Hinzu kommt, dass die Lions nicht im Vollbesitz ihrer Kräfte sind. Die Fraktion der offensiven Künstler ist stark dezimiert. Mit Robert Nilsson, der in dieser Kategorie die Nummer eins ist, können sie auf unabsehbare Zeit gar nicht rechnen. Sein designierter Stellvertreter, der neu verpflichtete Tscheche Roman Cervenka, verpasste den Saisonstart leicht angeschlagen. Und der Scharfschütze Fredrik Pettersson muss noch zwei Spielsperren absitzen, bis er wieder spielberechtigt ist. Aubin sieht die Möglichkeit, dass Cervenka am Dienstag dabei sein wird. Dasselbe gilt auch für Hollenstein, der in beiden Partien einer der auffälligsten Lions war, am Samstag aber nach einem Check vorzeitig aufhören musste. Laut Aubin handelt es sich jedoch nur um ein kleines muskuläres Problem.

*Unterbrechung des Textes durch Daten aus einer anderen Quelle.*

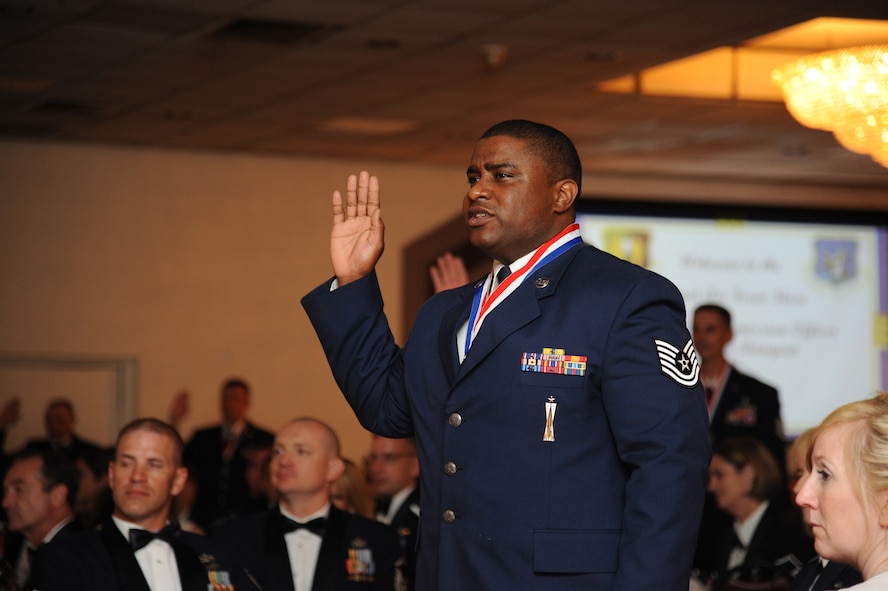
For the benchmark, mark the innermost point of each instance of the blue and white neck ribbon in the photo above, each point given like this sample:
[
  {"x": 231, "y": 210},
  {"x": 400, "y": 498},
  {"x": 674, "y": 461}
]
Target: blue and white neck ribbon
[{"x": 485, "y": 301}]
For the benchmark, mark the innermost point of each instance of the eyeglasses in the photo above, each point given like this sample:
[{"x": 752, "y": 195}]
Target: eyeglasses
[{"x": 385, "y": 458}]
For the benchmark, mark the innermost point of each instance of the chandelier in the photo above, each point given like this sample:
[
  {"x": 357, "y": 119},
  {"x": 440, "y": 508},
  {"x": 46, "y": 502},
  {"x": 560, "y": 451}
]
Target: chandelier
[{"x": 844, "y": 91}]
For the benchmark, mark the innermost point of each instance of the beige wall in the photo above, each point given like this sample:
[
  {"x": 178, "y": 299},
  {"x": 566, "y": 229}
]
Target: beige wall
[{"x": 194, "y": 263}]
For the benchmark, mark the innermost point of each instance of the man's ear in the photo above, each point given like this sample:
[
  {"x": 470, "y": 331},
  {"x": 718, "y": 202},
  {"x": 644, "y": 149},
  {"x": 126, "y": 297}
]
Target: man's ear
[
  {"x": 565, "y": 196},
  {"x": 179, "y": 480},
  {"x": 58, "y": 495},
  {"x": 882, "y": 506},
  {"x": 335, "y": 468}
]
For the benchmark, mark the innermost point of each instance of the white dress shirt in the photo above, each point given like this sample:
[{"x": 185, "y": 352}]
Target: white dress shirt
[
  {"x": 303, "y": 548},
  {"x": 157, "y": 561}
]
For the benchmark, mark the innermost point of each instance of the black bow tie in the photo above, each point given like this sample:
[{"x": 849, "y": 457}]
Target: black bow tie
[
  {"x": 315, "y": 526},
  {"x": 139, "y": 538},
  {"x": 383, "y": 504}
]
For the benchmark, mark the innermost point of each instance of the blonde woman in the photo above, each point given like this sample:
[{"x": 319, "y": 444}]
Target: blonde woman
[{"x": 846, "y": 492}]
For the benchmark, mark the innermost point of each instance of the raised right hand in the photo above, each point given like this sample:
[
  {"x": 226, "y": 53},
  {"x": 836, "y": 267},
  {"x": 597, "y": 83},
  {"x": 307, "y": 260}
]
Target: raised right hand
[{"x": 357, "y": 237}]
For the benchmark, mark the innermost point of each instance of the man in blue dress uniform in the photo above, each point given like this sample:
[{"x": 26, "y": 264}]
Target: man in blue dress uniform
[{"x": 556, "y": 405}]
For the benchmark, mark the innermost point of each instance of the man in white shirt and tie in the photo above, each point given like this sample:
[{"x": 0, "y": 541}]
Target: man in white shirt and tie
[
  {"x": 139, "y": 548},
  {"x": 305, "y": 543}
]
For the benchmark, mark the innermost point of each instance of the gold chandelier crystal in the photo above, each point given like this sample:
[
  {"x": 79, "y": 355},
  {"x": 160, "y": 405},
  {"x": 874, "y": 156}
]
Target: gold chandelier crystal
[{"x": 844, "y": 91}]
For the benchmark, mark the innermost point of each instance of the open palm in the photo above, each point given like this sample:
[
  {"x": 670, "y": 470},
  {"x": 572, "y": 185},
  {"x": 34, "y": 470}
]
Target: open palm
[{"x": 356, "y": 240}]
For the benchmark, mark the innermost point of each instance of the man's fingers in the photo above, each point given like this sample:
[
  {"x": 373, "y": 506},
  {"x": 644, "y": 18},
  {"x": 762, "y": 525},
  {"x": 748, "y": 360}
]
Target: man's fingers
[
  {"x": 373, "y": 195},
  {"x": 363, "y": 189},
  {"x": 351, "y": 203},
  {"x": 338, "y": 213}
]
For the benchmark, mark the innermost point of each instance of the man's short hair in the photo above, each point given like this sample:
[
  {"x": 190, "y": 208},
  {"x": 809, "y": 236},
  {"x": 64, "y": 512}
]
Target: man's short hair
[
  {"x": 56, "y": 469},
  {"x": 155, "y": 426},
  {"x": 62, "y": 402},
  {"x": 236, "y": 383},
  {"x": 720, "y": 310},
  {"x": 332, "y": 439},
  {"x": 549, "y": 144}
]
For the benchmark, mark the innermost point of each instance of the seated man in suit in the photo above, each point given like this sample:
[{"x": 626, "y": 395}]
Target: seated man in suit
[
  {"x": 393, "y": 475},
  {"x": 39, "y": 492},
  {"x": 217, "y": 455},
  {"x": 739, "y": 405},
  {"x": 305, "y": 542},
  {"x": 59, "y": 421},
  {"x": 138, "y": 549}
]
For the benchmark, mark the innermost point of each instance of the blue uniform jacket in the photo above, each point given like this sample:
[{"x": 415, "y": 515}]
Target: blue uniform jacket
[{"x": 614, "y": 502}]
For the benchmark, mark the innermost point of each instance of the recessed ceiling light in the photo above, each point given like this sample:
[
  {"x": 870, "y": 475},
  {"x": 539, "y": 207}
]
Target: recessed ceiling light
[{"x": 366, "y": 125}]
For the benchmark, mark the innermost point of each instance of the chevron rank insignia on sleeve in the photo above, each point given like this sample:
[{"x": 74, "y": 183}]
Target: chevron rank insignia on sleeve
[{"x": 681, "y": 365}]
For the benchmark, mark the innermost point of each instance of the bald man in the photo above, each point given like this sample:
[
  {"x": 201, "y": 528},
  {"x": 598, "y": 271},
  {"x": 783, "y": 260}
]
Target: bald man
[{"x": 305, "y": 542}]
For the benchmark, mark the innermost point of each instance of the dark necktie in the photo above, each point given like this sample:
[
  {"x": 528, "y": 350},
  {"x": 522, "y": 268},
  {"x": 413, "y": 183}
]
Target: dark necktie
[
  {"x": 139, "y": 538},
  {"x": 315, "y": 526},
  {"x": 382, "y": 505},
  {"x": 501, "y": 275}
]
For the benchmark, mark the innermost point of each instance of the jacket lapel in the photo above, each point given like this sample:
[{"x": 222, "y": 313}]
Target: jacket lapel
[
  {"x": 277, "y": 559},
  {"x": 192, "y": 574},
  {"x": 516, "y": 311},
  {"x": 451, "y": 322},
  {"x": 126, "y": 567}
]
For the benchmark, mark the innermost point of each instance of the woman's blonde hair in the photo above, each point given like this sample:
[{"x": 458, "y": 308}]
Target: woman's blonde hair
[{"x": 867, "y": 446}]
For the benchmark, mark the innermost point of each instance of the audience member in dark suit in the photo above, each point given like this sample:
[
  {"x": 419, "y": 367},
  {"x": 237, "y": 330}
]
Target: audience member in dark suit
[
  {"x": 763, "y": 539},
  {"x": 9, "y": 416},
  {"x": 216, "y": 457},
  {"x": 39, "y": 492},
  {"x": 59, "y": 421},
  {"x": 137, "y": 548},
  {"x": 607, "y": 495},
  {"x": 351, "y": 493},
  {"x": 305, "y": 542},
  {"x": 393, "y": 475},
  {"x": 94, "y": 502},
  {"x": 739, "y": 405}
]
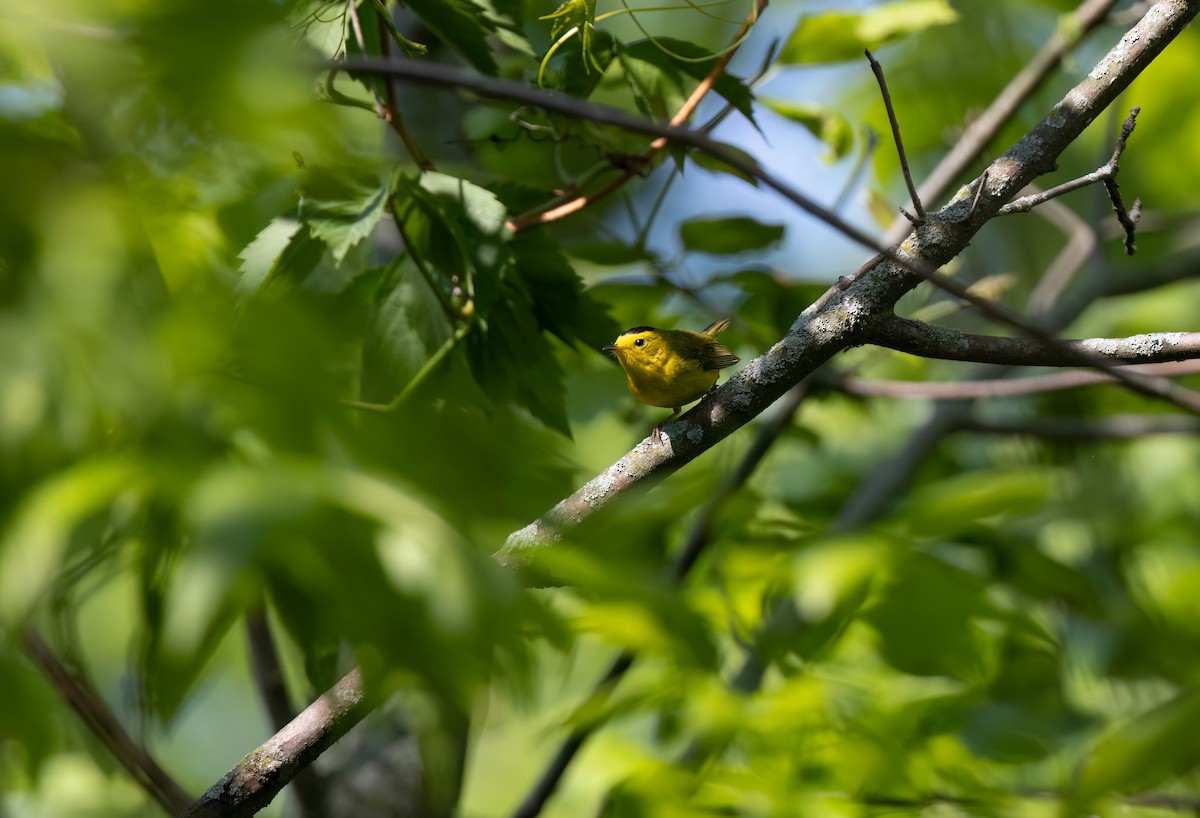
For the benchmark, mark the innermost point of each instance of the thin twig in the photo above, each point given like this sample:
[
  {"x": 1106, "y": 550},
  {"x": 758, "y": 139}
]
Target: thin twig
[
  {"x": 978, "y": 134},
  {"x": 970, "y": 390},
  {"x": 1079, "y": 247},
  {"x": 895, "y": 136},
  {"x": 979, "y": 188},
  {"x": 1114, "y": 427},
  {"x": 309, "y": 787},
  {"x": 1105, "y": 173},
  {"x": 573, "y": 203},
  {"x": 106, "y": 727},
  {"x": 948, "y": 344},
  {"x": 856, "y": 174},
  {"x": 256, "y": 780},
  {"x": 421, "y": 376}
]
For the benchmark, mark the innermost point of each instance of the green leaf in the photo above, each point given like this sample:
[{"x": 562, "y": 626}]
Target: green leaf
[
  {"x": 837, "y": 36},
  {"x": 1143, "y": 752},
  {"x": 341, "y": 210},
  {"x": 460, "y": 24},
  {"x": 655, "y": 80},
  {"x": 259, "y": 256},
  {"x": 406, "y": 326},
  {"x": 514, "y": 364},
  {"x": 832, "y": 581},
  {"x": 681, "y": 56},
  {"x": 460, "y": 228},
  {"x": 27, "y": 710},
  {"x": 569, "y": 14},
  {"x": 283, "y": 251},
  {"x": 729, "y": 236},
  {"x": 714, "y": 164},
  {"x": 961, "y": 503},
  {"x": 928, "y": 618},
  {"x": 821, "y": 121},
  {"x": 559, "y": 302},
  {"x": 46, "y": 519}
]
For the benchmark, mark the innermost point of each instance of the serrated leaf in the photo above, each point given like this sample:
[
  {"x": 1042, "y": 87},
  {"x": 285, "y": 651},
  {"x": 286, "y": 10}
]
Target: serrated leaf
[
  {"x": 655, "y": 80},
  {"x": 729, "y": 236},
  {"x": 837, "y": 36},
  {"x": 821, "y": 121},
  {"x": 258, "y": 258},
  {"x": 460, "y": 24},
  {"x": 561, "y": 304},
  {"x": 406, "y": 326},
  {"x": 342, "y": 211},
  {"x": 475, "y": 222}
]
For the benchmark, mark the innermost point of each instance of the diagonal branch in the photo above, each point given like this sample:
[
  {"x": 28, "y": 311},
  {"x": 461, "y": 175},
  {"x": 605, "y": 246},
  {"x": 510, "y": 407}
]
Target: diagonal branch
[
  {"x": 970, "y": 390},
  {"x": 845, "y": 316},
  {"x": 103, "y": 725},
  {"x": 929, "y": 341},
  {"x": 574, "y": 202},
  {"x": 1113, "y": 427},
  {"x": 822, "y": 330},
  {"x": 895, "y": 136},
  {"x": 978, "y": 134},
  {"x": 256, "y": 780}
]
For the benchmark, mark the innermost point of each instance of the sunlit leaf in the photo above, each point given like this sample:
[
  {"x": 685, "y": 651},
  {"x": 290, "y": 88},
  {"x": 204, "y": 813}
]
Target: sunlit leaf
[
  {"x": 834, "y": 36},
  {"x": 1143, "y": 752}
]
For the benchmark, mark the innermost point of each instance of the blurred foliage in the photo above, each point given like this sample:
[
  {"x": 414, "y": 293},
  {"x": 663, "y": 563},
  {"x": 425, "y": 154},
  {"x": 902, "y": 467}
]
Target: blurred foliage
[{"x": 258, "y": 352}]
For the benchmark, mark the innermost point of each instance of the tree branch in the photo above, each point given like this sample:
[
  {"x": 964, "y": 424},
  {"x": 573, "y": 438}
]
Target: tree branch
[
  {"x": 845, "y": 316},
  {"x": 681, "y": 566},
  {"x": 970, "y": 390},
  {"x": 256, "y": 780},
  {"x": 1114, "y": 427},
  {"x": 877, "y": 70},
  {"x": 976, "y": 137},
  {"x": 936, "y": 240},
  {"x": 570, "y": 203},
  {"x": 822, "y": 330},
  {"x": 941, "y": 342},
  {"x": 107, "y": 727}
]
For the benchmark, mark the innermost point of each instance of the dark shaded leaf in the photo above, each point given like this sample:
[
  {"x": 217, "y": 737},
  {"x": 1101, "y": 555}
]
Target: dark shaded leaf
[
  {"x": 729, "y": 236},
  {"x": 821, "y": 121}
]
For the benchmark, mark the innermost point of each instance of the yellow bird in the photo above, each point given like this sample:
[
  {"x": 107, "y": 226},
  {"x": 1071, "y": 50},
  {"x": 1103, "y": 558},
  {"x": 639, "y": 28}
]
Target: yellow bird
[{"x": 670, "y": 368}]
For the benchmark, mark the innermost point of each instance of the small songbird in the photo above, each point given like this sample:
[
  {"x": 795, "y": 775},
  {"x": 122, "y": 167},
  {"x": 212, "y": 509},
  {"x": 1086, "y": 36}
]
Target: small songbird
[{"x": 670, "y": 368}]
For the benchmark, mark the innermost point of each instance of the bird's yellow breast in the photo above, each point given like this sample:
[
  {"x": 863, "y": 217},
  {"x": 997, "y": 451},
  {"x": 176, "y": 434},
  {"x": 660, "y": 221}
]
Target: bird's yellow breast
[{"x": 663, "y": 378}]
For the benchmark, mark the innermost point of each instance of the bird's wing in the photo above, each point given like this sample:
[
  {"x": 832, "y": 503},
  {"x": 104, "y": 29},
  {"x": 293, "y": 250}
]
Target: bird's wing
[{"x": 717, "y": 356}]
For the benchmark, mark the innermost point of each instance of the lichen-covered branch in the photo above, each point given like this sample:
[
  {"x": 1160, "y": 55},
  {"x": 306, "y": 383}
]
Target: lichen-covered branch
[
  {"x": 256, "y": 780},
  {"x": 942, "y": 342},
  {"x": 846, "y": 316}
]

Dafür ist Pius Suter zurück. Er ist eine willkommene Verstärkung, mit mehr als einem Skorerpunkt pro Spiel war er letztes Jahr einer der effizientesten Zürcher. Zur allgemeinen Überraschung erschien er schon am Samstag in Rapperswil-Jona im Line-up.
Pius Suters langer Tag
Wenige Stunden vor dem Spiel war er am Samstag in Kloten gelandet, mit dreistündiger Verspätung. Der 22-jährige Center weilte knapp zwei Wochen im Vorbereitungs-Camp der New York Islanders in der NHL. Theoretisch hätte er bis Anfang Oktober bleiben können, aber er fiel einem Kaderschnitt zum Opfer. Man bleibe in Kontakt, sagte er. Es war sein zweiter Anlauf, im Vorjahr weilte er bei den Ottawa Senators. Ein dritter soll nächstes Jahr folgen, die NHL ist Suters Ziel. Ende Saison läuft sein Vertrag in Zürich aus. Diesen ohne eine Ausstiegsklausel für Nordamerika verlängern werde er sicher nicht, «alles andere lassen wir jetzt noch offen».
In der zweiten Meisterschaftswoche geht es für die Zürcher mit nur zwei Spielen weiter, am Dienstag im Hallenstadion gegen die SCL Tigers, am Freitag folgt eine Partie in Genf – zwei auf Papier gut lösbare und deshalb umso tückischere Aufgaben. Der Meister ist solid gestartet. Gefestigt ist er noch nicht.